MySQL Bugs: #11217: Mysqld not connected to cluster error message missleading (4009)

Bug #11217	Mysqld not connected to cluster error message missleading (4009)
Submitted:	9 Jun 2005 18:42	Modified:	23 Oct 2008 4:24
Reporter:	Jonathan Miller	Email Updates:
Status:	Closed	Impact on me:	None
Category:	MySQL Cluster: Cluster (NDB) storage engine	Severity:	S3 (Non-critical)
Version:	4.1	OS:	Linux (Linux)
Assigned to:	Martin Skold	CPU Architecture:	Any

Description:
Having just restarted the cluster leaving the mysqld process up during, I wanted to see what type of error message I would get if I tried to create a tables using NDB engine.

The error message inside the mysql client was:
mysql> create table t1 (c1 int, PRIMARY KEY(c1))ENGINE=NDB;
ERROR 1005 (HY000): Can't create table './test/t1.frm' (errno: 4009)

Not bad, but being a good MySQLer I wanted to know what a 4009 was:

./perror --ndb 4009
OS error code 4009:  Cluster Failure: Unknown result: Unknown result error

This error message is not what I would expect. I would expect an error stating that there was no connection to the NDBCLUSTER or send to NDB failed.

This would leave me to believe that my cluster had failed, but that is not the case.
Once the mysqld process is restarted all is fine.

How to repeat:
Restarted the cluster leaving the mysqld process up during.
Login into the one of the mysqld processes.
create table t1 (c1 int, PRIMARY KEY(c1))ENGINE=NDB;
bin/perror --ndb 4009

Suggested fix:
an error stating that there was no connection to the NDBCLUSTER or send to NDB failed.

assigning to martin for him to decide what to do about it

Using only the NDB API there is no way of determining the cause of
no reply from cluster. If it is being restarted, the management server (ndb_mgmd)
knows about it, so using the management client interface (already linked into
mysqld togeteher with NDB API), one could check with the management server
if a restart is in progress and return a different error code in that case.

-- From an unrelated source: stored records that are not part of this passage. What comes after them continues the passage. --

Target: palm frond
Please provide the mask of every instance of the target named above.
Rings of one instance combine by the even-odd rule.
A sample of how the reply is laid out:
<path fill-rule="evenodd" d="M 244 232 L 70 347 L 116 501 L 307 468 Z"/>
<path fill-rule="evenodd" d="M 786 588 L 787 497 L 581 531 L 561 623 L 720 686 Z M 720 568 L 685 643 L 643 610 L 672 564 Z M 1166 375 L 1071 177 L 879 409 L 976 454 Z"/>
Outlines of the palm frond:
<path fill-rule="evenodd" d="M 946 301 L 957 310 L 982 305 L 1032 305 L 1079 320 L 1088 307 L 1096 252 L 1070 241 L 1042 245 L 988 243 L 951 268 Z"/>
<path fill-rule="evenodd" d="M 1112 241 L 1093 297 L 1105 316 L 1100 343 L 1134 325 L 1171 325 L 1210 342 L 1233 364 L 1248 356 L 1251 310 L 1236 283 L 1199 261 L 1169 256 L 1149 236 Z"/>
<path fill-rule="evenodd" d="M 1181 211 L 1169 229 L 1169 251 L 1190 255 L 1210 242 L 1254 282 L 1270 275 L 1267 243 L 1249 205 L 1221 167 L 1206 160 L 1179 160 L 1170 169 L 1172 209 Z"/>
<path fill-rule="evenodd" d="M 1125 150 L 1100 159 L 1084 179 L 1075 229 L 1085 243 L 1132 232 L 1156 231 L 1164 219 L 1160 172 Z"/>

I'm wondering: Can't the message returned by perror be a liilte more descriptive? It could at least give a hint that there is something wrong with the communication between the SQL node and the cluster.

now reports: ERROR 157 (HY000): Could not connect to storage engine
not sure whether there already was a changelog entry for this so
setting to "Documenting" for now ...

Any idea when the change took place?

Fixed in
Bug #18676 Missleading error message when trying to create table when cluster is down
Pushed into 5.1.19-beta

Tagged Bug#18676 changelog entry to indicate that fix resolved this bug also.

(According to developer notes for that bug, user-facing change took place in 5.0.40/5.1.18 - even though further internal changes were made in 5.1.41/5.1.19, the changelog entry is tagged for the releases where the user-visible fix took place.)